Cerré los ojos y me llevé la mano a la cabeza en un vano y lastimero esfuerzo por arrancar de mi consciencia aquellos locos fragmentos de pesadilla. Luego, por primera vez, sentí con fuerza la frescura, el movimiento y la humedad del aire circundante. Con un estremecimiento, comprendí que una vasta cadena de negros abismos, muertos hacía muchos eones, debía de estar abierta en algún lugar más allá y debajo de mí.

 

Pensé en las terribles cámaras, corredores y rampas tal como los recordaba de mis sueños. ¿Seguiría abierto el camino a los archivos centrales? De nuevo la fatalidad compulsiva tiró con fuerza de mí desde el interior de mi cerebro mientras recordaba los impresionantes historiales que antaño se guardaban encerrados en las arcas rectangulares de metal inoxidable.

 

Allí, según los sueños y leyendas, había reposado la historia completa, pasada y futura, del continuo cósmico del espaciotiempo, escrita por mentes cautivas de cada orbe y cada era del sistema solar.

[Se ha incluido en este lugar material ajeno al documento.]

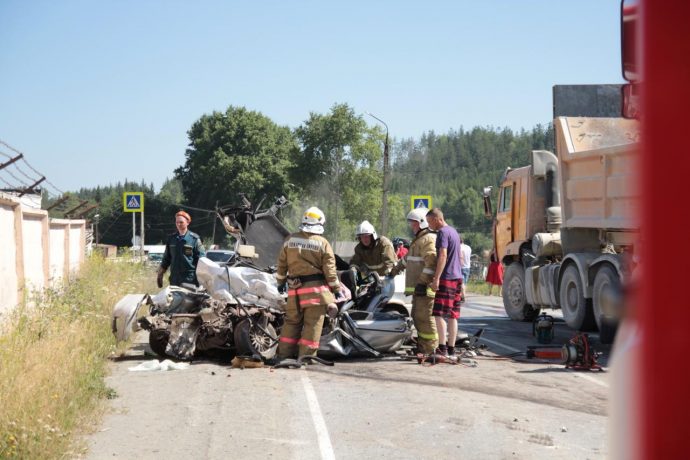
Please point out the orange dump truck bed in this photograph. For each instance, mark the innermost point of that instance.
(598, 160)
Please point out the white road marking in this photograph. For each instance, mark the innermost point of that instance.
(324, 439)
(592, 379)
(499, 344)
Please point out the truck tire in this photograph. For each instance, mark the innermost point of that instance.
(251, 341)
(577, 311)
(607, 289)
(514, 300)
(158, 341)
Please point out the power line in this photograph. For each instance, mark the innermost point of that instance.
(25, 161)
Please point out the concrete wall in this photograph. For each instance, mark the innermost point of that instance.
(37, 251)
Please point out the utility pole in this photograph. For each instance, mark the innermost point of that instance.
(143, 253)
(384, 204)
(215, 218)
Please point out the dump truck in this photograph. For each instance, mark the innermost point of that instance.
(566, 225)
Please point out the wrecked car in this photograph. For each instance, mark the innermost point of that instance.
(238, 310)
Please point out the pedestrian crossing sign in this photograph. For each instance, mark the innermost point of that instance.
(420, 201)
(133, 201)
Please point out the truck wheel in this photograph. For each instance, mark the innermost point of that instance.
(514, 294)
(250, 341)
(577, 311)
(606, 296)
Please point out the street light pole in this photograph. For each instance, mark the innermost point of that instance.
(384, 205)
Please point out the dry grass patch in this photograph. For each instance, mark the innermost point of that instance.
(53, 359)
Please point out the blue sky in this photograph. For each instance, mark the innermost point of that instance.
(94, 92)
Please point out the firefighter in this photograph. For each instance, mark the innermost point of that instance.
(419, 265)
(373, 253)
(182, 252)
(307, 264)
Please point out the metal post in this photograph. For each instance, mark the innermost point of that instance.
(215, 218)
(337, 198)
(134, 231)
(142, 234)
(384, 204)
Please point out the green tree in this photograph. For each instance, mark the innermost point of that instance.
(239, 151)
(340, 168)
(171, 191)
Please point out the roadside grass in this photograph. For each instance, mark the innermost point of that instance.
(53, 354)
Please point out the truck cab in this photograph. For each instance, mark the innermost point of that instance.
(565, 225)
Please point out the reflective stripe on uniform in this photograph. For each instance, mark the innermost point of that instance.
(316, 301)
(429, 291)
(311, 290)
(308, 343)
(303, 243)
(426, 336)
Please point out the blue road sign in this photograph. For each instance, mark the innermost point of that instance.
(133, 201)
(420, 201)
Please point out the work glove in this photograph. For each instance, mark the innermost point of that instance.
(420, 289)
(159, 279)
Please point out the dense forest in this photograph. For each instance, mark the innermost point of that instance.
(333, 160)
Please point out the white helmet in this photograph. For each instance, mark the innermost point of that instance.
(419, 215)
(365, 228)
(313, 220)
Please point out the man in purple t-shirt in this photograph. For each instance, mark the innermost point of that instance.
(447, 281)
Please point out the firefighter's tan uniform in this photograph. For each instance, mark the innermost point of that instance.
(307, 262)
(379, 258)
(419, 265)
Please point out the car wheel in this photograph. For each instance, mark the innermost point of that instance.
(250, 341)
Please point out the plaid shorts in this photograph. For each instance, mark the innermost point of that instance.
(447, 300)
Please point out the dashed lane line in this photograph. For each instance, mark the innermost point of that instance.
(325, 446)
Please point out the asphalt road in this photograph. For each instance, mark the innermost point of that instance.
(389, 408)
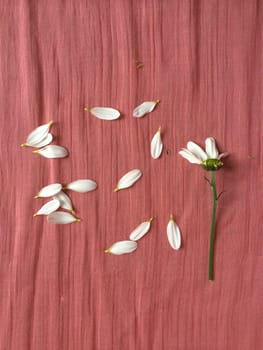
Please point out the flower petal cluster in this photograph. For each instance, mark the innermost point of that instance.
(210, 159)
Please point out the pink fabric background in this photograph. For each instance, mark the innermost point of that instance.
(203, 60)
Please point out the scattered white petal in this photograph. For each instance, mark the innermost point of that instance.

Locura, claro, pero ¿acaso no me encontraba ahora inmerso en un mundo nocturno tan loco como yo?

 

Pensé en las cerradas estanterías metálicas y en los curiosos giros que había que someter a los pomos para abrir cada estante. El destinado a mí surgió con claridad en mi consciencia. ¡Con cuánta frecuencia había pasado por la rutina de las diversas vueltas y presiones en la sección de vertebrados terrestres del piso más bajo! Hasta el último detalle se me aparecía fresco y familiar.

 

Si existía allí una bóveda como la que yo soñara, podría abrirla en cosa de un momento. Fue entonces cuando la locura se apoderó por entero de mí. Un instante después estaba saltando y tropezando por entre los escombros rocosos en dirección a la bien recordada rampa que conducía a los niveles inferiores.